Positive selection of transgenic receptor-bearing thymocytes by K^b antigen is altered by K^b mutations that involve peptide binding

A specific interaction between the class I major histocompatibility complex molecule K^b and thymocytes expressing the antigen receptor from the cytolytic T lymphocyte 2C enhances maturation of T cells of the CD8 lineage in transgenic mice. By analyzing transgenic mice backcrossed to K^bm mutant strains of mice, we have identified five bm mutations of the K^b antigen-encoding gene that alter the positive selection of thymocytes induced by K^b antigen. Compared with K^b, K^bm10 and K^bm1 did not induce significant maturation of 2C T-cell receptor-bearing thymocytes, and K^bm8 antigen positively selected for transgenic thymocytes only weakly. Altering residue 77 of K^b molecule from aspartic acid to serine made K^bm3 and K^bm11 allogeneic targets for the 2C antigen receptor and caused deletion of transgenic thymocytes.
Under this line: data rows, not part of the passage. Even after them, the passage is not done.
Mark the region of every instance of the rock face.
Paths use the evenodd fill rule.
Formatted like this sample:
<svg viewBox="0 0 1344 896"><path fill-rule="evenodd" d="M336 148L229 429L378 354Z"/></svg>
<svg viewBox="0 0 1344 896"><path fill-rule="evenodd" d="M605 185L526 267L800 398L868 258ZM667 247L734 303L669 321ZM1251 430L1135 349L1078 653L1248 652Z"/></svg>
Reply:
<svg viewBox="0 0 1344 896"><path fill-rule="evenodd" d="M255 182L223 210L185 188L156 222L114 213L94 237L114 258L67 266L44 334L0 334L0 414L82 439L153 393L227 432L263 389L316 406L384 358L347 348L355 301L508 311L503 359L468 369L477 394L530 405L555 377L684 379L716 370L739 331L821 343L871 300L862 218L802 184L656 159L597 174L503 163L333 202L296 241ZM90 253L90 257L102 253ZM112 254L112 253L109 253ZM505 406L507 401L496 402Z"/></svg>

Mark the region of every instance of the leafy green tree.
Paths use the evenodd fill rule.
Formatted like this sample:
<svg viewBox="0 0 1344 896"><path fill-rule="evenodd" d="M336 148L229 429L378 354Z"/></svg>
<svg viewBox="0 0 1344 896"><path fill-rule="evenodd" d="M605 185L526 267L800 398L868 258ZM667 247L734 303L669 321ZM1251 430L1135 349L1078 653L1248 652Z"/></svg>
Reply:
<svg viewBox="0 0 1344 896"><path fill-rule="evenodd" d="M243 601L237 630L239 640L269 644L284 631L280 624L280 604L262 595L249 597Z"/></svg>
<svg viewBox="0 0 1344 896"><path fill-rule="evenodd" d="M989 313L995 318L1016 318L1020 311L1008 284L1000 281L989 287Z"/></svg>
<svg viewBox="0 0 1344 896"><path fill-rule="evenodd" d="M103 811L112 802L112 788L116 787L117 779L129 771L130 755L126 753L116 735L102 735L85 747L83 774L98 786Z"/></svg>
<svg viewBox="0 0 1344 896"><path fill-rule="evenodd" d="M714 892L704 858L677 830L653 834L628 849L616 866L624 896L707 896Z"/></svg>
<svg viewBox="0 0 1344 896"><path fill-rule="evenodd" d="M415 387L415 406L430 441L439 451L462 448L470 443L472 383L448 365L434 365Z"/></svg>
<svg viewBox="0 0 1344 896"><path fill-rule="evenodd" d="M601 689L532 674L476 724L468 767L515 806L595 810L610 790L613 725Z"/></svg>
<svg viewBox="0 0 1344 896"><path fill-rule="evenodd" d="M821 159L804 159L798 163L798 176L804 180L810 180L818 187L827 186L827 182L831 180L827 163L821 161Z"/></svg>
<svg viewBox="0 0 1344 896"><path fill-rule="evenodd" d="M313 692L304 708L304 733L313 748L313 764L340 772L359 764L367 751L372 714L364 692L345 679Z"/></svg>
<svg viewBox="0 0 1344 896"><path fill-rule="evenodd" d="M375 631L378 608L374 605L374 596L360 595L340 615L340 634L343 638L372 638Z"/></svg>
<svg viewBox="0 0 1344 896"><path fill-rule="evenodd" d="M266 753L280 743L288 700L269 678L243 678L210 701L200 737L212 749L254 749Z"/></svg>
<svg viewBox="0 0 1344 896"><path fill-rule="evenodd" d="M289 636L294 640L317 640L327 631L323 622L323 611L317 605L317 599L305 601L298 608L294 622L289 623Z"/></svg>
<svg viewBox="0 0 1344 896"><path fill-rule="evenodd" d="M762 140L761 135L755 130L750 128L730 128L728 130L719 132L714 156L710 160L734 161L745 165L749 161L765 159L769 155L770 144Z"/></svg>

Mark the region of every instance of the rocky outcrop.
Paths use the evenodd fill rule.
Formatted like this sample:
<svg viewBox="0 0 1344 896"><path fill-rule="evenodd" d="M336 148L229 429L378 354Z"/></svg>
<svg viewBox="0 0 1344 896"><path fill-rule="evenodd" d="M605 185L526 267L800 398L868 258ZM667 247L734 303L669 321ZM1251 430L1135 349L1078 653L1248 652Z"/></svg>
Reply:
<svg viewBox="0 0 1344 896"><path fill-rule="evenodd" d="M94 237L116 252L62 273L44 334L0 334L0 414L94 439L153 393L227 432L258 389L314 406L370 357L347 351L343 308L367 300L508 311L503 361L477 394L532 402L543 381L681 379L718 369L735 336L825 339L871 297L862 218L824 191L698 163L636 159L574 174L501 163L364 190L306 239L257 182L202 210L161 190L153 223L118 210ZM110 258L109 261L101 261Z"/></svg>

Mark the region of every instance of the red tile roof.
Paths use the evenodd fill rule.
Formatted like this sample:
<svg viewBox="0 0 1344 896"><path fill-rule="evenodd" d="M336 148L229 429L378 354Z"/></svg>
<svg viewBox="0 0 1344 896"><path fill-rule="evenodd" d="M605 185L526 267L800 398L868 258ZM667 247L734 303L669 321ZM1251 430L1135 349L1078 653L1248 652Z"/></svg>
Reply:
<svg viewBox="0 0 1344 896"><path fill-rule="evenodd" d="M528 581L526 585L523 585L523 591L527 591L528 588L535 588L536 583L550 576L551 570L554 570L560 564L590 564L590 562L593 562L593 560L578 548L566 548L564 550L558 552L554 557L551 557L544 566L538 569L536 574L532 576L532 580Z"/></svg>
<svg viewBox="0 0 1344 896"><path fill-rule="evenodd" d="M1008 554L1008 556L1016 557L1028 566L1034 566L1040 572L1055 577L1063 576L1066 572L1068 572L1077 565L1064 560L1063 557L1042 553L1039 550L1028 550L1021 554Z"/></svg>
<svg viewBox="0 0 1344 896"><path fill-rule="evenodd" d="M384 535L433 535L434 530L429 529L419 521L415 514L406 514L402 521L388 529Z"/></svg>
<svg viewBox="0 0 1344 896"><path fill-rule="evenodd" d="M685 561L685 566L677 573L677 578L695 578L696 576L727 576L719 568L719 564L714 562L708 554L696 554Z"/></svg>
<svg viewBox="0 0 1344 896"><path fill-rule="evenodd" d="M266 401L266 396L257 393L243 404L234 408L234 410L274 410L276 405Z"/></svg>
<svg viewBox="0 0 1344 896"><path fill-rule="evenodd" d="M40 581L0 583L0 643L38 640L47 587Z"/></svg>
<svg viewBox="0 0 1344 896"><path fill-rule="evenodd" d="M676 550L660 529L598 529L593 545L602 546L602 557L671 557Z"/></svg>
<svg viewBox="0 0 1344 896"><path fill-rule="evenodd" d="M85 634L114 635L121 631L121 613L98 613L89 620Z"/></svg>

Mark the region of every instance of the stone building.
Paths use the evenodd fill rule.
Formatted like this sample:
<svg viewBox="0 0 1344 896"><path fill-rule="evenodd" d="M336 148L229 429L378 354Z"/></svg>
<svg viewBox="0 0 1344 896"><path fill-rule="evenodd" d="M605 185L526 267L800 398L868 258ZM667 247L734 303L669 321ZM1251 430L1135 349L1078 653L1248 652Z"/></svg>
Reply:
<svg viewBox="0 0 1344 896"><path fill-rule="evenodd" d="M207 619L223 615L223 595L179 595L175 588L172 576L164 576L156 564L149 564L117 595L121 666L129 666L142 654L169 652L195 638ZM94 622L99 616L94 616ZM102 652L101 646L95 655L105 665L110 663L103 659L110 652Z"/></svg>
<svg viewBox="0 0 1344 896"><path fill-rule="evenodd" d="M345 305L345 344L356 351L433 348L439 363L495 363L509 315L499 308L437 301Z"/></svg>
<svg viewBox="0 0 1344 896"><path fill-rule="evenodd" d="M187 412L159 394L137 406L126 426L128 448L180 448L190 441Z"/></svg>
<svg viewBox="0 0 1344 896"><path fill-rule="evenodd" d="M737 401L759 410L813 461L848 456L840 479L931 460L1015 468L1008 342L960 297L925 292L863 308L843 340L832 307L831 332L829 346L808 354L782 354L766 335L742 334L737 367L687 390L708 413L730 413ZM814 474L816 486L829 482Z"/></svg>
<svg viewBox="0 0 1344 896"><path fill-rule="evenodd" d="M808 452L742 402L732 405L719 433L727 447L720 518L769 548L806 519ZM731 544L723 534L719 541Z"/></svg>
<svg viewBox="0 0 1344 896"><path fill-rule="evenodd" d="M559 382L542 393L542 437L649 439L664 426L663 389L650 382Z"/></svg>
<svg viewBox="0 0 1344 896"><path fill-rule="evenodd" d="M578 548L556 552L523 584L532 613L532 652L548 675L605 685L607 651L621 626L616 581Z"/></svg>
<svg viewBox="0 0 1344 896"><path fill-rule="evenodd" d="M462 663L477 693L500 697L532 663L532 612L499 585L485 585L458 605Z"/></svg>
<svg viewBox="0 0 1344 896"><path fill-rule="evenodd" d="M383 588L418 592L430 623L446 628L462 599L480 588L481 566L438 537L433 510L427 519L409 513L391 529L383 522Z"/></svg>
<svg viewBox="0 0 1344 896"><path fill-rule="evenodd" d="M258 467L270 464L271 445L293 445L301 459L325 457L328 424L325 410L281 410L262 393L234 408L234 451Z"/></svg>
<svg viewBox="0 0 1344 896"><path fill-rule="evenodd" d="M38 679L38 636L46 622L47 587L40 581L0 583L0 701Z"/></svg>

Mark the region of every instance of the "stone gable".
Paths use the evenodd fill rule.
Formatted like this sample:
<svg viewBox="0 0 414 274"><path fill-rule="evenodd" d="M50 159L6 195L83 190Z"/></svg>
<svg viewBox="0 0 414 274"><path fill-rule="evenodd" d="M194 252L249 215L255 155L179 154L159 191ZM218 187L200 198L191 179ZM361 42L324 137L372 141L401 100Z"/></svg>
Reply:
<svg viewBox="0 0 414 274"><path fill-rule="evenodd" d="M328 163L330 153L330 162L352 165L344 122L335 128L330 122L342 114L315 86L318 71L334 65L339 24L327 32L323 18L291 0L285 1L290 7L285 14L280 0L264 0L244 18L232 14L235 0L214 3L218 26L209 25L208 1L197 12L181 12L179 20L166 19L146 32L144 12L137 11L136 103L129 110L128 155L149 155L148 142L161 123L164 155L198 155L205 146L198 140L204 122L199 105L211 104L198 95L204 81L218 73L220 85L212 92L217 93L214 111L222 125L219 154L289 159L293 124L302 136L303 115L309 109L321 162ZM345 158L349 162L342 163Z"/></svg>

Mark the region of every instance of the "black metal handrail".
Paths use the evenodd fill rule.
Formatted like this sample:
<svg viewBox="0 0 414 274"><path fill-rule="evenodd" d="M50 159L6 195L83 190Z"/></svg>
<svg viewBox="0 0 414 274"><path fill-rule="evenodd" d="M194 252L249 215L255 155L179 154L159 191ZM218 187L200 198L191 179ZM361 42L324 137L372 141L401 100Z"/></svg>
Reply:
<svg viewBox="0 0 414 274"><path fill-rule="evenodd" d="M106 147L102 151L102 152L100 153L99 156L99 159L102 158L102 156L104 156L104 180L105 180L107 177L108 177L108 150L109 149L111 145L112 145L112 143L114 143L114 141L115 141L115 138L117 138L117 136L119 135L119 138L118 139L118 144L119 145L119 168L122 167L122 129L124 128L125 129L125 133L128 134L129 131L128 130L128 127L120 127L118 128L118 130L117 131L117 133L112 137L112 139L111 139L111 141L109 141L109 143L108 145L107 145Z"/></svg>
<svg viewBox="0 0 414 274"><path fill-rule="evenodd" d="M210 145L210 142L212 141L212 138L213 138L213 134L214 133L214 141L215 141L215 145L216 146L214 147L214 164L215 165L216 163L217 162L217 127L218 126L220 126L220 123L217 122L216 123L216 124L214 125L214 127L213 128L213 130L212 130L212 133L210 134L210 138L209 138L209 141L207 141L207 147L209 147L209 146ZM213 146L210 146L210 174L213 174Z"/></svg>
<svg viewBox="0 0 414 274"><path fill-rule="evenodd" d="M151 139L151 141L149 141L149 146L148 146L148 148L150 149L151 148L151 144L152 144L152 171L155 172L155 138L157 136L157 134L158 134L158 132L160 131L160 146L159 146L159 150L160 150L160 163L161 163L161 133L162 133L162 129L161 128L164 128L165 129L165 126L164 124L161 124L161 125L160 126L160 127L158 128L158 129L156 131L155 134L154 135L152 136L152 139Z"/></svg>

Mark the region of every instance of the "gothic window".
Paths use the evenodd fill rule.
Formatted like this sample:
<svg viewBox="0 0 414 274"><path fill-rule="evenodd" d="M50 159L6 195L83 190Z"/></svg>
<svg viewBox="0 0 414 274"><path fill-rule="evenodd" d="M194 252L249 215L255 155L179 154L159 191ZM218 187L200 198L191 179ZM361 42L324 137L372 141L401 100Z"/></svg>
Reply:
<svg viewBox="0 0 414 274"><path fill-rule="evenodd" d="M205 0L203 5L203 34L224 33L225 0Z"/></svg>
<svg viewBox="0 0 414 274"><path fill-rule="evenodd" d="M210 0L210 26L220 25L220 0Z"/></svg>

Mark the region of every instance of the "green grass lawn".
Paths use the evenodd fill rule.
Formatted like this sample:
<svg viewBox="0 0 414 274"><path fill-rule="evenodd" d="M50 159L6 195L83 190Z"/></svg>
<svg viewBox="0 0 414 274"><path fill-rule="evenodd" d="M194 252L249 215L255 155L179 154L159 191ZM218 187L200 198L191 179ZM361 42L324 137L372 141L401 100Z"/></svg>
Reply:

This deletion spared T cells that expressed low levels of CD8, a result differing from the total deletion of CD8-bearing T cells seen in mice that expressed the original target alloantigen L^d. This evidence indicates that (i) self-peptides bound to thymic major histocompatibility complex molecules can influence the positive selection of thymocytes and (ii) thymocytes with apparently weak interaction with self-major histocompatibility complex antigens can escape clonal deletion.